Todo pensamento autoritário é binário.

Por Maurício Rands

Todo pensamento autoritário é binário

Todo pensamento autoritário é binário. Durante a ditadura, no colégio São Luís, eu não entendia a música que tocava no recreio: “Brasil, ame-o ou deixe-o”. Perguntava-me por que deveríamos sair do país se não o amássemos. Parecia-me que amar era algo que devíamos consagrar aos nossos pais e à menina que mal olhava para nós. Depois, ao ver um “abaixo a ditadura” num muro, perguntei a papai: “ditadura não havia apenas na Uganda de Idi Amin Dada?”

Hoje, uns amam, outros odeiam o STF. Detestam-no todos os que não gostam dos indígenas, dos gays, da igualdade racial e do empoderamento feminino. Também os que adoram arminhas ou acham que a ultradireita nunca tramou uma intervenção militar. Amam o Supremo os que perderam as esperanças de avanço social nos costumes diante de um Congresso Nacional retrógrado, assim como os que reconhecem o papel do STF na preservação de uma democracia que esteve ameaçada por gente que chegou ao poder graças a ela.

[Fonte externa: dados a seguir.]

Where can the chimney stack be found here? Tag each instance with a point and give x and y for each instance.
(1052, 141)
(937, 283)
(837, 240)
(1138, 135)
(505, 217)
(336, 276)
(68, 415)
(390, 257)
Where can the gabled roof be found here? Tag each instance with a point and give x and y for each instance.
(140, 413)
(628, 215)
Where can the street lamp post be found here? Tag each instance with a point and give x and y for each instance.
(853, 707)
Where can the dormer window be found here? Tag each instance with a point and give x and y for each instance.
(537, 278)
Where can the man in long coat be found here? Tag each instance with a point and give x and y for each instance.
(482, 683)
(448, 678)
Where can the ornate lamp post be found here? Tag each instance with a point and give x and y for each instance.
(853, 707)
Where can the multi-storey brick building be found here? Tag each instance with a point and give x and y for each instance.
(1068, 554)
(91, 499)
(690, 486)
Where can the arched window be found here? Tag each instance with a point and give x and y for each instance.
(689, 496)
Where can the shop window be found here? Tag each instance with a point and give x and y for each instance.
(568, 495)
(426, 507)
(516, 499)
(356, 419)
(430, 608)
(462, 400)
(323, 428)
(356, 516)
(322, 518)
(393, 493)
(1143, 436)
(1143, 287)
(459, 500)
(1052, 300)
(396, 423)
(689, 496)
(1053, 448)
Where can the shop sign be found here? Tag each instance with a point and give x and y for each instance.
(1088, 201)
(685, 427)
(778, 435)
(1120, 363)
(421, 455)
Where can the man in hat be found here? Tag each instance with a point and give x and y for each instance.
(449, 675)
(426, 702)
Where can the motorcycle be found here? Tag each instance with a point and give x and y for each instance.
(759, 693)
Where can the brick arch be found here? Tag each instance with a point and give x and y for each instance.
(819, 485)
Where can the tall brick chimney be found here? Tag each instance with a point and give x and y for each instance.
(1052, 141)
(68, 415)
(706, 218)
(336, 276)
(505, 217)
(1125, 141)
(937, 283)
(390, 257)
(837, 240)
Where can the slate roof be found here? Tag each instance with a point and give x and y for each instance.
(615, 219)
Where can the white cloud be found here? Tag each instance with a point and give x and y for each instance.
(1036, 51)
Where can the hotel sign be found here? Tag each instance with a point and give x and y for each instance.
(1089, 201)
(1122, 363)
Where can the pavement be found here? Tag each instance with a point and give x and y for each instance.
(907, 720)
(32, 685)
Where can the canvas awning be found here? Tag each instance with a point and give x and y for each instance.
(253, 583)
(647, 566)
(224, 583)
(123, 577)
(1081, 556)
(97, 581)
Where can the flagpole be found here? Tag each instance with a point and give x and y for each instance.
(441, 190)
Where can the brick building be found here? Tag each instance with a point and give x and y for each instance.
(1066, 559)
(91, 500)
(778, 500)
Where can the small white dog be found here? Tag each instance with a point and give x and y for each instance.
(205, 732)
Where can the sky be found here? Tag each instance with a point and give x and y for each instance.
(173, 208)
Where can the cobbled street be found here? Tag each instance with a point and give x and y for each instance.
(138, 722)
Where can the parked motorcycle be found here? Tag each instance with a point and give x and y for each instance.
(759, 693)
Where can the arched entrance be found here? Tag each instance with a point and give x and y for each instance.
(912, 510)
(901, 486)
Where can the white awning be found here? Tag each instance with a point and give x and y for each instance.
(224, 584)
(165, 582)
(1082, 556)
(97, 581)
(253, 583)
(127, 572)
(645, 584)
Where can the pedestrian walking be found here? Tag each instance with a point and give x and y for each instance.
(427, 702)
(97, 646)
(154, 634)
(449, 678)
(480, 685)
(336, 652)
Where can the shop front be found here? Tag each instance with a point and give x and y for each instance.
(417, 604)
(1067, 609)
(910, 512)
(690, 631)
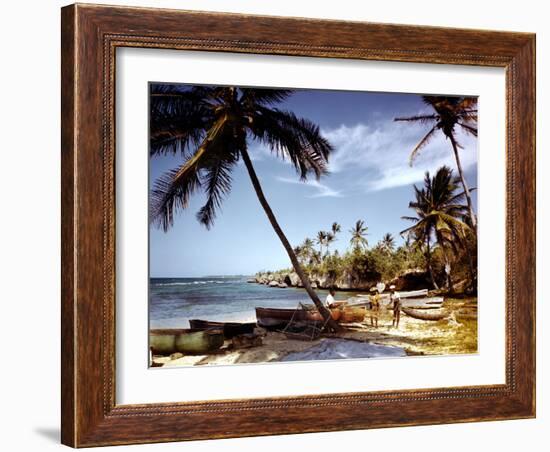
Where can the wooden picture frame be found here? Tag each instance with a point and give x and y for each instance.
(90, 36)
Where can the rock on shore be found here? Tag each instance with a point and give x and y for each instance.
(410, 280)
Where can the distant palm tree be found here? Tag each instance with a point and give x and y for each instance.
(388, 242)
(211, 128)
(450, 112)
(358, 235)
(438, 215)
(322, 238)
(331, 236)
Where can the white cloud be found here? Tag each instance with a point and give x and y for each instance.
(322, 190)
(381, 150)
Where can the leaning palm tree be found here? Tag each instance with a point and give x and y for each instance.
(322, 240)
(439, 215)
(211, 128)
(359, 235)
(331, 235)
(450, 112)
(388, 242)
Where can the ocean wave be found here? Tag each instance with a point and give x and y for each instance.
(193, 283)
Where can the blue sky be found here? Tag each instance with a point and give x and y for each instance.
(369, 179)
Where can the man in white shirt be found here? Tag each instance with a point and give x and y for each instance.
(330, 298)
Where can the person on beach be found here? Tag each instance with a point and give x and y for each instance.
(396, 305)
(374, 309)
(330, 298)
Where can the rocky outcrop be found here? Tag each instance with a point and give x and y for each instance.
(318, 281)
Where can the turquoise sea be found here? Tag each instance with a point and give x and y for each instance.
(173, 301)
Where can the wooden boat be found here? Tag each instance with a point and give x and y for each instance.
(426, 314)
(278, 318)
(230, 329)
(187, 341)
(413, 293)
(353, 314)
(466, 314)
(422, 303)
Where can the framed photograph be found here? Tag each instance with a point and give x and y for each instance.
(281, 225)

A semana foi pródiga em desmentir a lógica do amor ou ódio. O ministro Fachin atraiu elogios ao anunciar que vai promover um código de conduta para os seus colegas — informado que deve estar sobre o que fizeram os seus pares no verão passado. O ministro Flávio Dino autorizou o avanço das investigações contra parlamentares corruptos, vendedores de emendas que sequestraram o orçamento federal. Determinou operação na principal assessora de Arthur Lira, o poderoso ex-presidente que hoje opera nas sombras.

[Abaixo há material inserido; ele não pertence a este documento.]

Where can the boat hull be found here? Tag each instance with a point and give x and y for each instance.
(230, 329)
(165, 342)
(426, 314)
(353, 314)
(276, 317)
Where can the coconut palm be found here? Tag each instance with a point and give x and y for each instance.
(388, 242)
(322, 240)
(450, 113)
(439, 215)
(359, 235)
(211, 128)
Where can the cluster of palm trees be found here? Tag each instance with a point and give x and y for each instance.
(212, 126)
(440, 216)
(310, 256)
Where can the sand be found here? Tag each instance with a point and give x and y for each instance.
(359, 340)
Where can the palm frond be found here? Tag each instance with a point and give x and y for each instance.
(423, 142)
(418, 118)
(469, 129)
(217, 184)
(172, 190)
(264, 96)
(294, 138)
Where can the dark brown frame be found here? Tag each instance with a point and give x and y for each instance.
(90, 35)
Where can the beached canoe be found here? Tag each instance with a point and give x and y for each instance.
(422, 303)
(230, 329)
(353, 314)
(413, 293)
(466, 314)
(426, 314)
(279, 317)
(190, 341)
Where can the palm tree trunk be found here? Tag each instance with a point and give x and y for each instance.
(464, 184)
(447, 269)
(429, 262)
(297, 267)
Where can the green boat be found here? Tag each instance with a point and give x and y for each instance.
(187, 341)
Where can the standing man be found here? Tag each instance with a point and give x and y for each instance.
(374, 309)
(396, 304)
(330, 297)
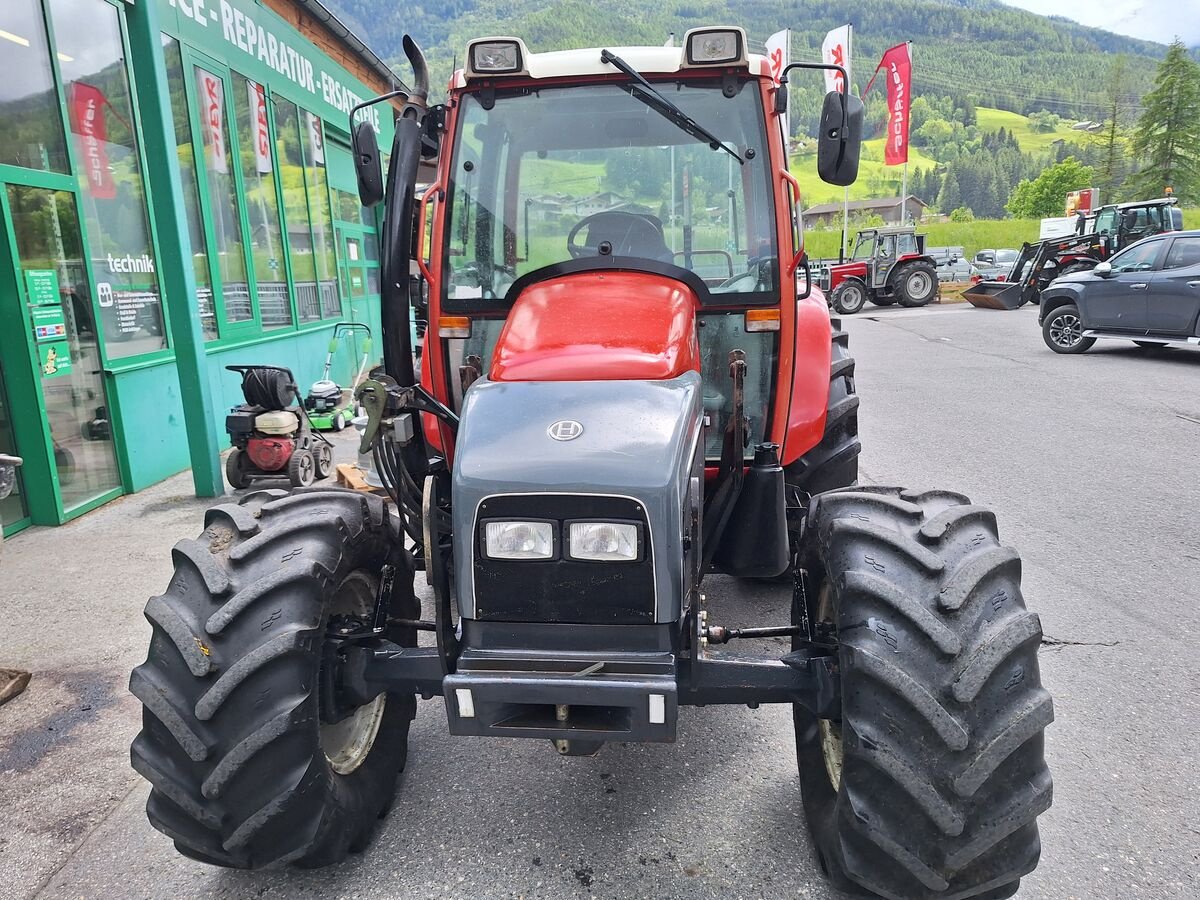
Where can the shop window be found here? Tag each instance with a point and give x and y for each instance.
(295, 209)
(30, 121)
(319, 214)
(185, 153)
(100, 111)
(262, 205)
(222, 195)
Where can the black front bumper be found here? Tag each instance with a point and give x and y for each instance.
(580, 693)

Mas foi esse mesmo tribunal que envergonhou o país ao ver um de seus ex-presidentes, o ministro Toffoli, viajando num jatinho para assistir ao jogo do Palmeiras com um advogado de sócio do Banco Master, para logo depois aceitar a competência do STF para o caso e decretar o sigilo máximo no processo. Mas foi mera coincidência: só falaram dos infortúnios do amado Palestra Itália.

A opinião pública não ficou menos irritada ao saber que Viviane Moraes e os filhos do ministro Alexandre Moraes tinham um contratinho de R$ 3,6 milhões mensais com o mesmo Banco Master que acabara de surrupiar dezenas de bilhões dos fundos de aposentadoria dos servidores do Rio, do DF, do Amapá e de Maceió. A lista de desvios é longa.

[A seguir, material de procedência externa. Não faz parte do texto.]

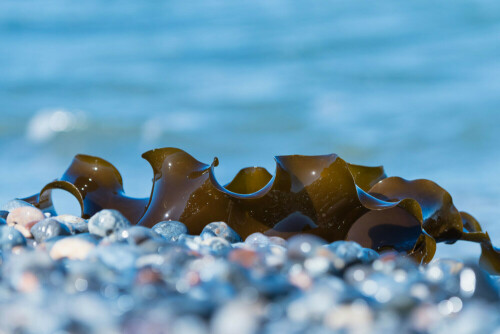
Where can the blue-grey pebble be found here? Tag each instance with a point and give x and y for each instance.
(349, 251)
(170, 229)
(10, 237)
(48, 228)
(221, 230)
(75, 224)
(4, 214)
(13, 204)
(136, 235)
(107, 222)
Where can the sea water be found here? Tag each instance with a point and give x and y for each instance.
(413, 86)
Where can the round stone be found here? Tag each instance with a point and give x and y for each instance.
(107, 222)
(136, 235)
(14, 204)
(170, 229)
(73, 247)
(257, 239)
(23, 218)
(216, 245)
(348, 251)
(48, 228)
(221, 230)
(301, 247)
(4, 214)
(10, 238)
(75, 224)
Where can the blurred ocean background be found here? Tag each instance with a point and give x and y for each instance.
(414, 86)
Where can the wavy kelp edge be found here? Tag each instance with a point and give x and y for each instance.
(97, 184)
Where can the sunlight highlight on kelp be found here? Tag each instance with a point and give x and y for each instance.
(320, 195)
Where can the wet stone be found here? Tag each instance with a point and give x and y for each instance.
(301, 247)
(257, 240)
(48, 228)
(4, 214)
(76, 224)
(171, 230)
(14, 204)
(23, 218)
(221, 230)
(216, 245)
(107, 223)
(136, 235)
(10, 238)
(72, 247)
(348, 251)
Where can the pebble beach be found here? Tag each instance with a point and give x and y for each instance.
(64, 274)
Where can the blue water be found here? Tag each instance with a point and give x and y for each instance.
(410, 85)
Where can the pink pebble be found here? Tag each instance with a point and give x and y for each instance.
(25, 217)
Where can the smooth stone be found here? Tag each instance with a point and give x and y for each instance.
(348, 251)
(10, 238)
(72, 247)
(107, 222)
(23, 218)
(48, 228)
(301, 247)
(257, 239)
(136, 235)
(14, 204)
(76, 224)
(170, 229)
(120, 257)
(216, 245)
(221, 230)
(4, 214)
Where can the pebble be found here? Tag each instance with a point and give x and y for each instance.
(221, 230)
(132, 279)
(136, 235)
(72, 247)
(171, 230)
(48, 228)
(23, 218)
(257, 239)
(4, 214)
(107, 222)
(75, 224)
(14, 204)
(10, 238)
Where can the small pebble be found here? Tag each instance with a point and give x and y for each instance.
(14, 204)
(136, 235)
(216, 245)
(257, 239)
(107, 222)
(23, 218)
(221, 230)
(75, 224)
(301, 247)
(48, 228)
(10, 238)
(170, 229)
(4, 214)
(72, 247)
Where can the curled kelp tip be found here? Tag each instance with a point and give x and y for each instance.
(321, 195)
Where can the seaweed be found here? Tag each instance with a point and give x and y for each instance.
(321, 195)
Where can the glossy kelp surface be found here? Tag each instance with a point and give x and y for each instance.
(321, 195)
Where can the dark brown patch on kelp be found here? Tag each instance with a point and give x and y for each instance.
(321, 195)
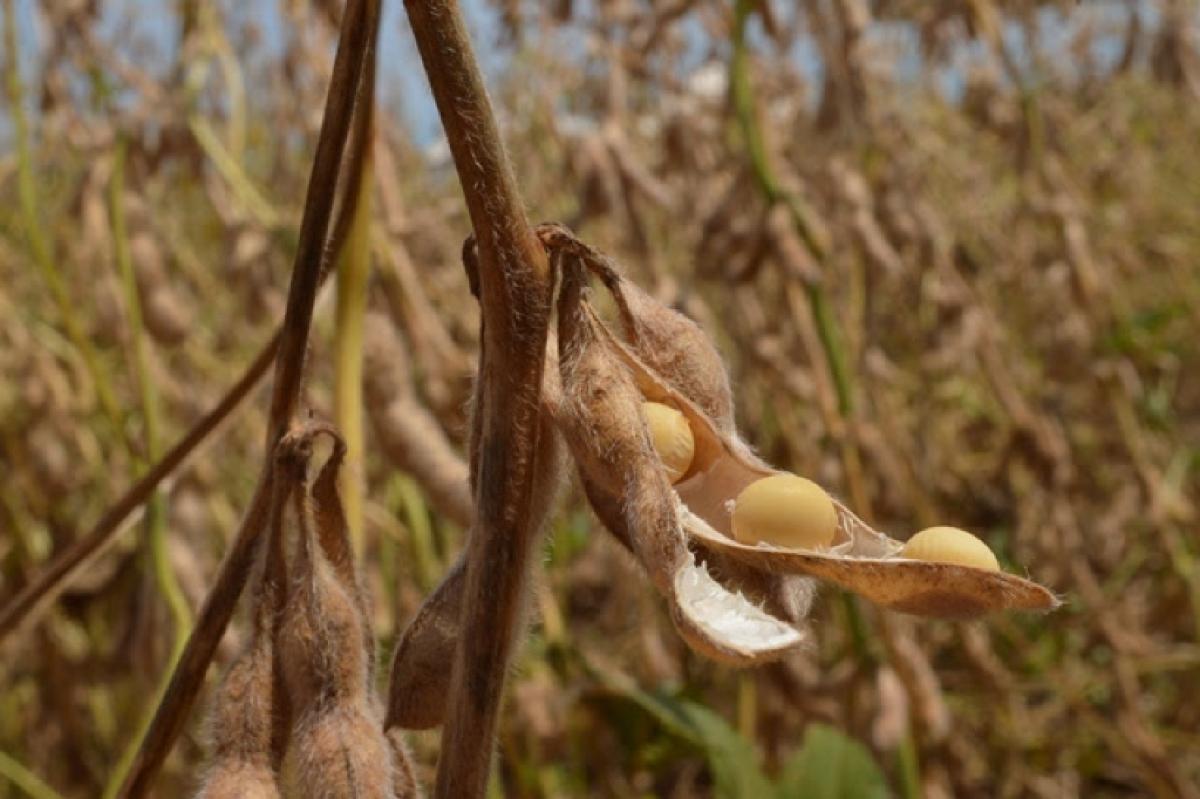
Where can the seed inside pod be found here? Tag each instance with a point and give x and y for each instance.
(785, 510)
(951, 545)
(671, 437)
(858, 558)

A justa indignação cidadã contra esses abusos de ministros do STF é dupla. Primeiro, pela imoralidade em si. Depois, porque a má conduta de seus membros enfraquece a legitimidade das suas decisões — e isso debilita a punição à corrupção, ao golpismo e aos abusos do pior Congresso Nacional da história.

Mas a realidade não é binária. Nem toda instituição é sempre certa ou errada, justa ou injusta, honesta ou desonesta. Na mesma semana, o mesmo ministro da competente família de advogados brinda o país com uma decisão irretorquível, depois do vexame da Câmara ao aprovar uma anistia parcial disfarçada de “PL da dosimetria” e de manter o mandato de uma nobre deputada foragida, em desobediência à decisão expressa da instituição que a Constituição mandou falar por último em questões constitucionais.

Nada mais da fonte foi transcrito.